Uma proposta para prorrogar o atual ACT por 90 dias, podendo se estender pelo mesmo período, foi feita pela empresa. A Condsef/Fenadsef informou que há acordo, mas que deve discutir juridicamente este prazo já que a data base da categoria é 1º de março e um dos objetivos é conseguir fechar o novo ACT sem grandes distâncias da data estabelecida. Para garantir evolução no processo de negociações, a entidade apresentou sugestão de cronograma para que novas reuniões aconteçam ainda este mês, nos dias 19 e 26. A Ebserh se comprometeu a analisar e responder posteriormente a demanda.

Na reunião que instalou o processo de negociações do ACT 2018/2019 dos empregados da Ebserh, foi protocolado também um aditivo aprovado pela categoria com ajustes de redação do ACT 2018/2019, além de um ofício pedindo esclarecimentos sobre o Repouso Semanal Remunerado (RSR).
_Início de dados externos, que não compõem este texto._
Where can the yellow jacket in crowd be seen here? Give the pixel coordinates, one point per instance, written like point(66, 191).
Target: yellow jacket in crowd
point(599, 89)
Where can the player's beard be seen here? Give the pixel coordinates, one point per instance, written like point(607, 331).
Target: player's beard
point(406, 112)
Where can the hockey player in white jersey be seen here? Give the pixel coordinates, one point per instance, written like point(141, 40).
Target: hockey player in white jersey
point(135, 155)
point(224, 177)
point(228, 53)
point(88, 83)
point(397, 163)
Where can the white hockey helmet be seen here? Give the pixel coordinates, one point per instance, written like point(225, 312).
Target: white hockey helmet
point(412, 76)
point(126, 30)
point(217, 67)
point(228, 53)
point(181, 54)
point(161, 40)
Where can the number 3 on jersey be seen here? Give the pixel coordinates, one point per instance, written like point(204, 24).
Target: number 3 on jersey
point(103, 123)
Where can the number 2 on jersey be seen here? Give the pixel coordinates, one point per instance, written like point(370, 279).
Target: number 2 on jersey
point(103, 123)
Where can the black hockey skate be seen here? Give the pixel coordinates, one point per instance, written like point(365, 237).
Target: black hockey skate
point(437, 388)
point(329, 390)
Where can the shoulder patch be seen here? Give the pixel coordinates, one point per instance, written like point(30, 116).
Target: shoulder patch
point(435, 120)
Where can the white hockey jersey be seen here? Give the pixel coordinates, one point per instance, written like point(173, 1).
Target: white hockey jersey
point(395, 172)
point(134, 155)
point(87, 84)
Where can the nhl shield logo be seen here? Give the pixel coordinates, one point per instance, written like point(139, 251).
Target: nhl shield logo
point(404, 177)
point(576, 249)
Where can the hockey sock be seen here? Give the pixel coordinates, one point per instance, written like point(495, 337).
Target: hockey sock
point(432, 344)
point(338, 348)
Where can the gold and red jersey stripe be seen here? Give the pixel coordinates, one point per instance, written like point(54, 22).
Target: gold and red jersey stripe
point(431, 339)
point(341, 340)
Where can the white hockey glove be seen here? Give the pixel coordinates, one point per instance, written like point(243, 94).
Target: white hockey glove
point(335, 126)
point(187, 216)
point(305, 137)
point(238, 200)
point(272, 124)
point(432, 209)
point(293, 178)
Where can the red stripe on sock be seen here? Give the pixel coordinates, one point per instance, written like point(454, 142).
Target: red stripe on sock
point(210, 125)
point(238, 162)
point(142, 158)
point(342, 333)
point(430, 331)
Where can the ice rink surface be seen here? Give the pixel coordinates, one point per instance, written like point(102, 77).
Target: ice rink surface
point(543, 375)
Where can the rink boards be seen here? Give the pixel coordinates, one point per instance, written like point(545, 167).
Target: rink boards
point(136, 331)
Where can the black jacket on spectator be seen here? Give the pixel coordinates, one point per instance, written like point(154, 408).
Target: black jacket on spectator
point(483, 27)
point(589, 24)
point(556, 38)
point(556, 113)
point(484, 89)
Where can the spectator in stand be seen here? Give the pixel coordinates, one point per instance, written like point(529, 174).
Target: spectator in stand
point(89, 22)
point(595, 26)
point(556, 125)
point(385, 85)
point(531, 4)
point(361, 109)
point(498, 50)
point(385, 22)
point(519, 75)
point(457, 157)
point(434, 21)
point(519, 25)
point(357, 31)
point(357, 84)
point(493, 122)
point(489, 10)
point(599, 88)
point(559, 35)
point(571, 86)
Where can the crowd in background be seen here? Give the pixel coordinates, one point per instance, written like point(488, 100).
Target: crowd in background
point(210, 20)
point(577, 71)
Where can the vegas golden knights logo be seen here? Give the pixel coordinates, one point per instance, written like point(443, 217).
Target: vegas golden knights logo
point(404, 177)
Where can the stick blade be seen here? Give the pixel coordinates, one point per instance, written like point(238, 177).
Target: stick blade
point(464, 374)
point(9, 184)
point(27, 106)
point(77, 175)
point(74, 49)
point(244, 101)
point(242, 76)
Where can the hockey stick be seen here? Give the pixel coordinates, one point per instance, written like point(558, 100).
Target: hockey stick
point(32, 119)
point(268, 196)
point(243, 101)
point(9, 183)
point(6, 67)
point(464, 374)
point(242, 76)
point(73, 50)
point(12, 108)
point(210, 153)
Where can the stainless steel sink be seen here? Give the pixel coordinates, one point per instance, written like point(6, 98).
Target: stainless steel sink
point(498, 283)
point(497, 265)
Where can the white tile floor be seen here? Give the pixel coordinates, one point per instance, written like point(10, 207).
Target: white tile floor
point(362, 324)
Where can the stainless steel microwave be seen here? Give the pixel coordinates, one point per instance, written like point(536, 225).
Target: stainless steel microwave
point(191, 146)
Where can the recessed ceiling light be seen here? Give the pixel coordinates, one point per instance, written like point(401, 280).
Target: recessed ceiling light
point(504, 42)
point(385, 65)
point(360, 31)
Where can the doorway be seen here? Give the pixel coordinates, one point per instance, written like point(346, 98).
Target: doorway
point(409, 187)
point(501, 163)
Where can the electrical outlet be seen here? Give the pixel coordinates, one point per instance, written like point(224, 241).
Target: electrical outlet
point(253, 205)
A Federação Nacional dos Enfermeiros (FNE) também participou da instalação do processo de negociações.

É importante reforçar que os empregados da Ebserh sigam atentos ao processo e participem ativamente das assembleias e dos debates que vão envolver o processo de negociações do ACT 2018/2019 da categoria. A Condsef/Fenadsef, bem como o Sintsep-GO, coloca sua estrutura novamente à disposição dos empregados da Ebserh para garantir o fechamento de um acordo que garanta manutenção de direitos e traga avanços que contemplem as principais demandas da categoria.